13. As regards dispute No. 4 it is sufficient to mention that when Shri Goyal was recalled and was asked to join his duties, question of any retrenchment does not arise. What was actually done, was that instead of being kept on a regular roll, he was brought back on the roll of seasonal employee and so after dispensing with the service with effect from 3-4-1958 he was called back in December 1958. The order dated 6-12-1958 (Annexure C) is in these terms that Chhabildas Goyal, Cane Inspector, is hereby recalled and asked to join his duty. It does not appear to be a case of new appointment or employment. The language used in this order is indicative of the fact that he continues to have a status of a seasonal employee, so he was recalled and asked to join his duty. It may be that the order dated 6-12-1958 has been passed in pursuance of compromise before the Conciliation Officer, still the position remained that he has been treated to be a seasonal employee. It has come in the statement of Vidhya Sagar, Chief Executive Officer of non-petitioner No. 1 (Annexure-E), that after issuance of the order dated 2-4-1958 (Annexure-B) a complaint was made by Shri Goyal to the Labour Department that his services had been terminated.

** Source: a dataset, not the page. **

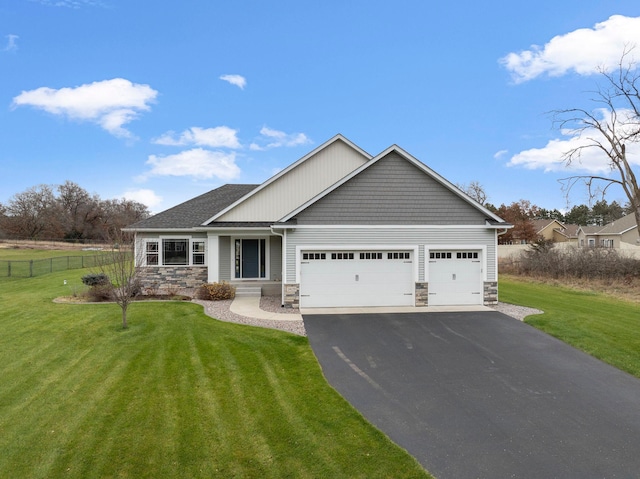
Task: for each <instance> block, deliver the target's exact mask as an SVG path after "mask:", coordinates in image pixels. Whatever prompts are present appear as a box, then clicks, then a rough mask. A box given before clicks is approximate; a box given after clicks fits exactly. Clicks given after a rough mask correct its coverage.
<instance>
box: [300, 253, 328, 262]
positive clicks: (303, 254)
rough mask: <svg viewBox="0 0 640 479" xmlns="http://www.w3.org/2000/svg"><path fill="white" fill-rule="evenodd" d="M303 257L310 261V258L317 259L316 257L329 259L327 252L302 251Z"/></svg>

Thereafter he explained the position to the Labour Officer that in fact Goyal's services have not been terminated. On the contrary he has been paid of and after start of the season he will be recalled. He gave in writing to this effect to the Labour Officer Thereupon the Labour Department dropped the case and the complaint made by Shri Goyal was filed. It appears that the order dated 2-4-1958 does not involve the element of retrenchment or termination. Thus, Section 25F of the Act is not attracted in connection with this order. More over, the matter stood settled as far back as on 6-12-1958 and the claim even if is found to have any substance, though there is none, is highly belated.
14. No other point has been pressed before me.
15. As all the contentions advanced before me by Shri Mridul, learned Counsel for the petitioners, have failed, so this writ petition deserves to be dismissed.
16. In the result, this writ petition is hereby dismissed with no order as to costs.